No caso do movimento habitual, do automatismo, pelo contrário, a ação ou estado se desencadeia por impulso próprio, e desenvolve arrastando e desprezando qualquer espontaneidade. Não há nenhuma colaboração íntima, nenhum calor objetivo em seu desenvolvimento; sentimos crescer em torno de nós uma jungle poderosa de gestos, atitudes e concepções que outrora nutríamos com nosso próprio sangue, mas que agora com vida própria nos envolve em seus tentáculos. Somos então vítimas de nossos hábitos que, à maneira de um despótico personagem, passa a viver nossa vida, usurpando nossa atuação pessoal. O hábito pode significar uma economia, mas é uma economia fatal e desmerecedora. Uma vida habituada é uma vida que não mais se esforça, não mais cria, uma vida que perdeu toda a audácia, liberdade e originalidade, processando-se como uma repetição mecânica das mesmas coisas. É justamente esse mecanismo que se interpõe entre a consciência e o ser.
Toda vida decai em hábito, e todo recobrar-se do hábito é uma esperança no caminho da verdade: aqui, centra-se o sentido da aventura que, despojando o homem de sua crosta habitual, o põe em condições de se propor novos caminhos e de alcançar novas alturas.

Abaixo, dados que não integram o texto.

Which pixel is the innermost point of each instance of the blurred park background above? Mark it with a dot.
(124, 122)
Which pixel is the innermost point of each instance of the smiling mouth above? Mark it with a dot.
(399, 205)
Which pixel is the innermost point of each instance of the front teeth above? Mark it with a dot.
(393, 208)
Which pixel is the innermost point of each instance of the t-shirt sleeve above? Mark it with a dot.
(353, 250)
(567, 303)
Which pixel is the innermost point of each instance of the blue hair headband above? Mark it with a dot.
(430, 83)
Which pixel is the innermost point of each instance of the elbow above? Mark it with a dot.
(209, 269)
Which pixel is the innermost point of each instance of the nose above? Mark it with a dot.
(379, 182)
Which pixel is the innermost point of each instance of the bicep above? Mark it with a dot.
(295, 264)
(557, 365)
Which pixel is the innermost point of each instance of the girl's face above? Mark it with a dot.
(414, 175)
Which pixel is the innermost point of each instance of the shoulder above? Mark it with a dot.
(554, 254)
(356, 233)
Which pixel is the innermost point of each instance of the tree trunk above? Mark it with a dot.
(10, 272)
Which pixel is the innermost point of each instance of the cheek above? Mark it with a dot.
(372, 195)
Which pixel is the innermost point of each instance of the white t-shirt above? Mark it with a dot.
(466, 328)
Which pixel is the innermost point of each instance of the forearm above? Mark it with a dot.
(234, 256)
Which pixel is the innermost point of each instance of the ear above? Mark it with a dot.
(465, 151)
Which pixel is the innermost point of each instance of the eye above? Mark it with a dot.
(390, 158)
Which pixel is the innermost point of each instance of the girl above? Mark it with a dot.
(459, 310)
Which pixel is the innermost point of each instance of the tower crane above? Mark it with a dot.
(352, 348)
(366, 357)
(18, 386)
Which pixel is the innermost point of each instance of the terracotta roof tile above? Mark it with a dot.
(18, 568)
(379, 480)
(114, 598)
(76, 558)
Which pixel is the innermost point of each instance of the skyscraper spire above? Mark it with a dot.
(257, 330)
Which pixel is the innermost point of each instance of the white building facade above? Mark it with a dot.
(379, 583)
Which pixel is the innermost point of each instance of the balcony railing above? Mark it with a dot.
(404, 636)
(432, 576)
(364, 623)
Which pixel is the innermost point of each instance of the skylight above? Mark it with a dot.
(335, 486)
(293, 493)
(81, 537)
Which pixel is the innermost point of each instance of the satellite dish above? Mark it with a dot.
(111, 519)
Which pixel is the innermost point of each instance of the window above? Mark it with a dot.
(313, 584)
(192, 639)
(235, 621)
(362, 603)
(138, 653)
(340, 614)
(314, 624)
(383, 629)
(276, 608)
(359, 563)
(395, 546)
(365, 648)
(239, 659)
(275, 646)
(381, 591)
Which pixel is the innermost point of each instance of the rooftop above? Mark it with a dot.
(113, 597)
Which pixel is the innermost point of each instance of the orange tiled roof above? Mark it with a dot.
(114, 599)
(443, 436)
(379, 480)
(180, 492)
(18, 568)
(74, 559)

O hábito nos transforma em simples coisas. O futuro, que caracteriza o nosso ser e que germina no desejo e na pretensão do existir, fecha-se, no hábito, diante de nós, pois só assistimos à monotonia de um mesmo gesto ritual. Essa sensação de ausência e entorpecimento pessoal que o hábito produz, e que se expressa quando dizemos que podemos fazer algo “de olhos fechados”, provém da própria estrutura do nosso ser. Apenas quando, lançados para o nosso porvir, vamos ao encontro de um destino escolhido e livremente aceito, é que somos presentes em plena agudeza e vigilância. Nesse sentido, diz Heidegger que o homem é um “ser da distância”: somente transcendendo em direção às suas próprias possibilidades, é que o homem desperta para o que rodeia e transforma a sua circunstância em matéria do seu destino. O herói é, nesse sentido, o ser eminentemente vigilante e presente com toda a sua alma ao mundo.